What Judy looks forward to would be peace. She says the world is too mean to animals and kids. “If I could die and that would fix the meanness, I would do it!”
Let’s Get Acquainted With: Larry Baldridge
Our Senior of the Month for August is Larry Baldridge! He is the manager for Food and Friends that serves meals from the Eagle Point Senior Center every weekday all year long. They will be serving nearly 10,000 meals per year out of the Senior Center and we are certainly glad that Larry is heading up this worthwhile project.
Larry was born in Van Nuys, California, in 1948. He comes from a family with two children, Larry and his brother. Sadly his brother died 18 years ago and Larry misses him even today.
Larry has been married twice and had four sons from those marriages who range in age from 25 years to 43 years. Larry started work in electronics for Boeing Aircraft in 1969 in Seattle. He moved to the Rogue Valley in 1976 and worked in the timber industry for 31 years.
When we asked Larry about the most interesting thing that ever happened to him, he couldn’t name any single incident. He said, “There are too many interesting things to mention. I have had a very interesting life!”
When asked about the difficulties he has faced he referred to what he called “The bad year” about 18 years ago. Everything came at once. The company that he worked for shut down after 21 years. His wife of 16 years left, leaving him a single parent raising two young children aged 5 and 8. He home schooled one of his boys while working graveyard shift trying to make ends meet. And that was the year he lost his best friend, his brother. Any one of those things would have been bad enough but to have them all come at once was overwhelming. But Larry got through “the bad year” and we at the Senior Center are glad he made it.

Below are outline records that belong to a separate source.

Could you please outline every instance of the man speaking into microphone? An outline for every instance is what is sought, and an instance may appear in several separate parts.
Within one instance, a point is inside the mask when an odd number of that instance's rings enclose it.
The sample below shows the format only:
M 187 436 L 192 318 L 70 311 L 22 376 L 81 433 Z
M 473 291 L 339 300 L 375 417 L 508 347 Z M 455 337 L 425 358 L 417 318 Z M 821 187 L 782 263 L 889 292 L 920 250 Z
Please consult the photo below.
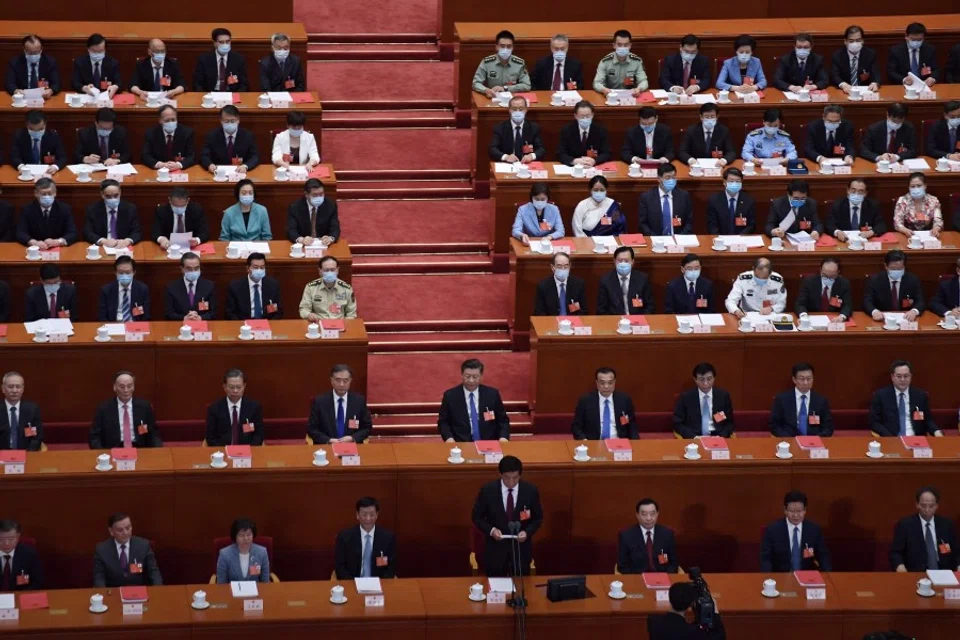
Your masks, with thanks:
M 484 572 L 492 577 L 516 575 L 510 548 L 513 540 L 504 538 L 510 533 L 510 524 L 516 523 L 513 528 L 519 525 L 521 572 L 530 575 L 533 536 L 543 522 L 540 492 L 536 486 L 520 479 L 523 463 L 516 456 L 504 456 L 499 470 L 500 479 L 483 485 L 473 504 L 473 524 L 486 536 Z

Larry raced sailboats and was part of the Rogue Yacht Club. Their races took place as Howard Prairie Lake. He loved that and found it to be lots of fun. He also loves his HAM radio and has been licensed for 30 years. Larry says it is like a “world wide phone book”. You can find him listed if you go to QRZ.com on the internet and put in his call letters, KB7RHS.
Larry considers his biggest accomplishment his four boys. He says that he loves and is proud of every one of them even when they get on his nerves!
Larry always tries to encourage young people to go to college. He puts a lot of stock in an education. He says to them, “Don’t drop out of school.” He also says one should maintain your relationships as friendships are crucial and fellowship is vital. “In the end, our friends are all we have” Larry says.
When asked what he looks forward to Larry said “My goal is a 1000 pound per year specialty garlic crop!” He loves his job with Food and Friends. “It is a perfect little retirement job because I love being around people!”